As it is shown in Figure 7, heating at 700°C completely destroyed the periodicity inherited from the climatic variability. After heating, the original mineralogical compositions of sediment undergo noticeable transformations. The magnetic signal inherited from the paleoenvironmental conditions is no longer preserved. The pitfall of heating lies in the loss of the climatic signal. On the other hand, it allows highlighting the volcanic signal through the identification of tephras layers.

908395.fig.007
Figure 7: Spectral analysis of the magnetic susceptibility at 700°C along the core from sebkha Mhabeul.
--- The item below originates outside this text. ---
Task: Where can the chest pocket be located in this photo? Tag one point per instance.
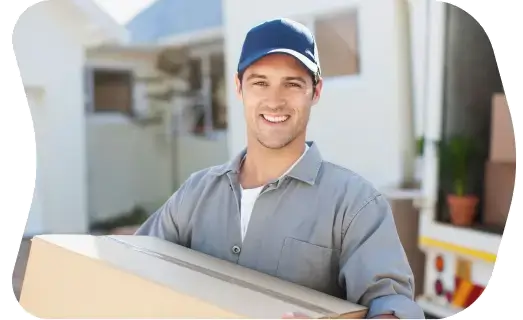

As it is shown in Table 1, heating progressively increased the values of the magnetic susceptibility. Also, heating increased the variability through the increasing of the standard deviation. Nonetheless, the effect of heating is more pronounced from the passage from 250°C to 700°C.

tab1
Table 1: Mean, minimum, maximum, and standard deviation values after heating at different temperatures.

5. Conclusion

The sebkha Mhabeul recorded the climatic variability of the last millennium. Wet climatic periods are marked by high values of the magnetic susceptibility while dry periods are characterized by low values. Added to the subcycles, the spectral analysis shows the individualization of an 888 yr cycle probably related to solar activity. Heating at 250°C was not enough to highlight the tephras signals within sediment. Further, it erased the original climatic signal. Subsequently, the spectral analysis does not show any obvious cyclicity. The heating at 700°C deepened the loss of the climatic signal. On the other hand, it highlighted the signal of tephras layers, which were observed along the studied core.

Conflict of Interests

The authors declare that there is no conflict of interests regarding the publication of this paper.